There's a quite "legendary" Game Boy Advance game out there (Klonoa - Densetsu no Star Medal) that never got a translation to English because it has some sort of in-house created compression by Namco applied to the game that was made so it could fit into a GBA cartridge. AFAIK no one was ever able to crack it open and release the code to de/compress it.

A while ago I had a "bounty" of USD100 for anyone that could do it (just the decompression and re-compression, not translation) but there aren't many people that want to fiddle with low-level GBA coding.

6 comments

Anyone who does malware analysis professionally has to deal with packed data in new and funky ways, as malware binaries tend to be packed (ie compressed) in unique ways to get past antivirus software.

If the bounty was high enough there are people out there who do this sort of thing professionally and would probably jump on the opportunity.

For something like an obscure GBA game, you can probably write up some blogposts to add reputation to the minuscule monetary value of the bounty.
Well, the bounty nowadays is $0. :-)

I have given up until I have the proper time along with a friend to try to crack the game insides in our own. If anyone did this for now, it'd be for the community.

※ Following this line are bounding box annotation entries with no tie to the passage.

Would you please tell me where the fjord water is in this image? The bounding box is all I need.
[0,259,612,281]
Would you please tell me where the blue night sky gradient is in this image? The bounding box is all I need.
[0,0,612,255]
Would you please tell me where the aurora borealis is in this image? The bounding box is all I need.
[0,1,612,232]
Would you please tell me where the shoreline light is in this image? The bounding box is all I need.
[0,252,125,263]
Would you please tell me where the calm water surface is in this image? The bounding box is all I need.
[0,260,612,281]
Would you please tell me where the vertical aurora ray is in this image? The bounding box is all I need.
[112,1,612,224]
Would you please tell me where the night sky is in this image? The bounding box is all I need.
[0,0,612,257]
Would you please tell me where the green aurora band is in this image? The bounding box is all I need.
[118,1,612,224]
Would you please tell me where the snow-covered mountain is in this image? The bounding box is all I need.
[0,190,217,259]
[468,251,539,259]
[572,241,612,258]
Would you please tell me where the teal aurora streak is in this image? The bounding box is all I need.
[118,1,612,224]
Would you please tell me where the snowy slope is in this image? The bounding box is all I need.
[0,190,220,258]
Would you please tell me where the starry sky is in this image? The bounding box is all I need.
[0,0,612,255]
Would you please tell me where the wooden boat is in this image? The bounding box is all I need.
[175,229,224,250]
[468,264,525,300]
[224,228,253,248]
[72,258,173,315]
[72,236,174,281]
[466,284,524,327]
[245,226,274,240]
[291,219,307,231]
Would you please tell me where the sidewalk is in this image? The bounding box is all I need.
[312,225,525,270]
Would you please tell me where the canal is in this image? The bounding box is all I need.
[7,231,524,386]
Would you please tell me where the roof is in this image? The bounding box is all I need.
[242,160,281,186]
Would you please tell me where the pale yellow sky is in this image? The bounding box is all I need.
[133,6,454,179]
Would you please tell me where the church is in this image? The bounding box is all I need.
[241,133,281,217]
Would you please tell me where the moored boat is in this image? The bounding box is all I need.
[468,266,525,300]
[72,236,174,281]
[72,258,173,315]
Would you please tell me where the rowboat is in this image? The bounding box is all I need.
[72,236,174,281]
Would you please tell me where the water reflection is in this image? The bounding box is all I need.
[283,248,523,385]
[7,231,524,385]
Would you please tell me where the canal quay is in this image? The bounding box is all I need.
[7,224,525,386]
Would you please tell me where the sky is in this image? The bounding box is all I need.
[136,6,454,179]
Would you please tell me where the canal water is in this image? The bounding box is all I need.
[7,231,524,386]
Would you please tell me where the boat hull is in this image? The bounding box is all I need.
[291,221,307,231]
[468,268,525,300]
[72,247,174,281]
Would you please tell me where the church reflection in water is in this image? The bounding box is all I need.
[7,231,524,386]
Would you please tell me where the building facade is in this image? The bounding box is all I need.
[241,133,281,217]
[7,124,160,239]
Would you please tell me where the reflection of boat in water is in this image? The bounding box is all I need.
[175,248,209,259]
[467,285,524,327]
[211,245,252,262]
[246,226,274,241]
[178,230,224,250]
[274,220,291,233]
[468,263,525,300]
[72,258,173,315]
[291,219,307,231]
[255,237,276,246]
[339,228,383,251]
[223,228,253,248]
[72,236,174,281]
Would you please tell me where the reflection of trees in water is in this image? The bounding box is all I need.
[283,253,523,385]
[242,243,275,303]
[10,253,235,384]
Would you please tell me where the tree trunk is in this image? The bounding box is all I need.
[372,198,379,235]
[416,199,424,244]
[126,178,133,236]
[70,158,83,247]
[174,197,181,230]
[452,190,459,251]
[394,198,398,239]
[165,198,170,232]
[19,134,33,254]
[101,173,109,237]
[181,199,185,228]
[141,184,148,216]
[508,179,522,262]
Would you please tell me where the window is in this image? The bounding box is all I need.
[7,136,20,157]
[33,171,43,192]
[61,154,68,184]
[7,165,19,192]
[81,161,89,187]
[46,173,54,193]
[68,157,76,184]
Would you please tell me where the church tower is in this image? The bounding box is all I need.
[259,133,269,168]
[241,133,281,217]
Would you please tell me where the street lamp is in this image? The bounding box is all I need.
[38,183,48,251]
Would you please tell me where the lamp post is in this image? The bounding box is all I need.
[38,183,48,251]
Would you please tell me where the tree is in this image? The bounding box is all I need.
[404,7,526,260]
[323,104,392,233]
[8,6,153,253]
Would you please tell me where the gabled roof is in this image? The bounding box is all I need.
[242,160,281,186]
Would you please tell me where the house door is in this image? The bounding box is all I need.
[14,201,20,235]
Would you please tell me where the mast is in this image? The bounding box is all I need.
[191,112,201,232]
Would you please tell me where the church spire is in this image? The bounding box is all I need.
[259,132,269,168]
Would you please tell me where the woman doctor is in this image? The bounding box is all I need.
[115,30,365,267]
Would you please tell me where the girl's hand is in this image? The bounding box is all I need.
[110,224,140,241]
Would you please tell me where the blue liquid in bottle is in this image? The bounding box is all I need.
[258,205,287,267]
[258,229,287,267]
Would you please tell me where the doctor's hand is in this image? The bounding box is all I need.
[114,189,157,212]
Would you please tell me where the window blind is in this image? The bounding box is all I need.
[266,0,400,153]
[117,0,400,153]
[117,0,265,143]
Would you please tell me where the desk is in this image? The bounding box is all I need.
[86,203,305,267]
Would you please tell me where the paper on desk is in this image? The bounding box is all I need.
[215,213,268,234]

Instead of trying to crack the compression algorithm directly, it would make sense to disassemble the machine code and try to understand what it does.
I'm assuming the game is playable, i.e. the decompression code is included on the cartridge and you just don't know how it works. In that case you could emulate the game and use a language model to identify strings containing Japanese text (you'd need to know the encoding to do that) so they can be extracted for translation. That doesn't allow you to put the translations into the compressed code, but you might be able to instrument the emulator to inject translated strings on-the-fly.
You might as well write a tool that extracts strings from a video signal using OCR, and translates them. That would make the solution more universal, and you could even use it to e.g. suppress ads.
Well that's super hard since Japanese encoding is an epic story in digital archaeology itself.
I'm not well-versed on the subject, how does encoding come into play for text displayed on the screen? Did they use a strange way of representing the Japanese text because of technical limitations?
The GBA didn't have much RAM. There is a good chance tiny chunks of the game get decompressed as needed, and there is never a time when the whole thing is decompressed at once and can be dumped.
You don't need everything to be decompressed all at once to dump it. You could continuously dump the memory contents while exploring the game (or having a fuzzer do it for you).
It might end up smarter to RE the decompression and then patch the game to accept an uncompressed translation (and bump up the size of the rom from 16mb to 32mb)
You should be able to do it with enough sample data, but it might not be perfect since you'd still be guessing at what it's really doing.
Doesn't it depend on whether the algorithm is lossy? If it's lossy (not bijective) it's impossible to invert the function
This is discussing text or code compression. There's no point in using lossy methods for the dialogue of your game.